Valve is so popular that when it issues an update to one of its major games, the downloads may account for 2 to 3 percent of the world’s Internet traffic, co-founder Gabe Newell said at a conference last week.
Valve has been using Steam to pursue new models of the game business, such as free titles that are supported with small upgrade purchases. Two years ago it began letting Steam users build and sell these virtual items themselves, which has since generated more than $10 million in royalties.
Valve also has been tinkering with Linux for several years, in part because of employee interest in the open-source software.
The company has been working with Intel, Nvidia and AMD to improve the performance of those companies’ graphics systems when used with Linux. It’s also been figuring out ways to make games run as well on Linux as they do on Windows.
In February Valve released software enabling Steam to run on Linux and now has about 200 games available for Linux users.

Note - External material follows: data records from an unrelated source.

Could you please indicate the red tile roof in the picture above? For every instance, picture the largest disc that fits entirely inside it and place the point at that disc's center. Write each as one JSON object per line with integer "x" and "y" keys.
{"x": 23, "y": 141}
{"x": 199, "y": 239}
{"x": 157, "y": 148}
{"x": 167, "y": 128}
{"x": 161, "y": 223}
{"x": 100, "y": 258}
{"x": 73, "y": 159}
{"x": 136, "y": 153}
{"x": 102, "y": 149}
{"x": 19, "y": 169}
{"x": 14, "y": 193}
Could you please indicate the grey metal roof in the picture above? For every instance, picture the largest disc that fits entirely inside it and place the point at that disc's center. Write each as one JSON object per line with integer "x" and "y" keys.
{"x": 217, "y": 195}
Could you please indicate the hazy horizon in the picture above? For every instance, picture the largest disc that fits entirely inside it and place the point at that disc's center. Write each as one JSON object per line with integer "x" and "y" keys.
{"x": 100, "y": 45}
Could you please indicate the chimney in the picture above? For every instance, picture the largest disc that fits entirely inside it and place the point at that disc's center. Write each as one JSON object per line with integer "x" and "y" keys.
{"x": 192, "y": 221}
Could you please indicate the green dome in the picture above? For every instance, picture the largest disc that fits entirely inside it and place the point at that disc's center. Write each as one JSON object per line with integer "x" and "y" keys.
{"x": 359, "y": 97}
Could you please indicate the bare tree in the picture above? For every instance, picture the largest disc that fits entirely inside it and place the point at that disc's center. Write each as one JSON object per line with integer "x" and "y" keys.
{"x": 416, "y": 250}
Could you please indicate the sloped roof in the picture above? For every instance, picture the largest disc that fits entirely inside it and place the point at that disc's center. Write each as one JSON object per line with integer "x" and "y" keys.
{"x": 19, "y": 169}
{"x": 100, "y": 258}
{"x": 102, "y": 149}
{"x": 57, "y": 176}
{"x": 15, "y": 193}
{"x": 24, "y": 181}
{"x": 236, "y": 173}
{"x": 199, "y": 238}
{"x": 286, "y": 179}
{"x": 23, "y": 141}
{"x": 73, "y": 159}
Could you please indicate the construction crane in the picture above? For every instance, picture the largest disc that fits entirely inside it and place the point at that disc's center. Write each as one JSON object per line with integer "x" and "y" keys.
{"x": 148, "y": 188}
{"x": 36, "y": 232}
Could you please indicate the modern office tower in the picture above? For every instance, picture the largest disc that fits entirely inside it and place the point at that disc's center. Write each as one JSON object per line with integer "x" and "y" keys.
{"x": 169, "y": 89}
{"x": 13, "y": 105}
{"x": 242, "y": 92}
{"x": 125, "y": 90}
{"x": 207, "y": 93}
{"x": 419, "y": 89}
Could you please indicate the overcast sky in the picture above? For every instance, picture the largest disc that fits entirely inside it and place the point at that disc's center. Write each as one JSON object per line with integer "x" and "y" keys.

Newell sees Linux as the last platform that’s really open to future innovation, now that Microsoft and Apple have embraced the closed-garden approach that funnels apps through their turnstiles and gives them control over pricing and updates.
“Linux really is the future of gaming,” he said at a Linux conference in New Orleans last week.
It’s fun to speculate on what Valve will announce. It may release a customized version of a Linux PC, optimized for gaming and entertainment. Perhaps it will begin offering living-room PCs running Linux. It could offer guidelines or kits to build your own, or launch a Kickstarter campaign to gauge interest in SteamBox production.
Or maybe it’s something simple like making its slick “Big Picture” software interface for TVs available on Linux machines as well as PCs and Macs.
Either way Valve is using Linux in the servers that power its network.
A few years down the road we may not need any sort of set-top box. TV sets and $99 tablets at Bartell’s will be powerful enough to play hard-core games and connect directly to whatever service you’d like.
In the meantime, a SteamBox sounds really cool.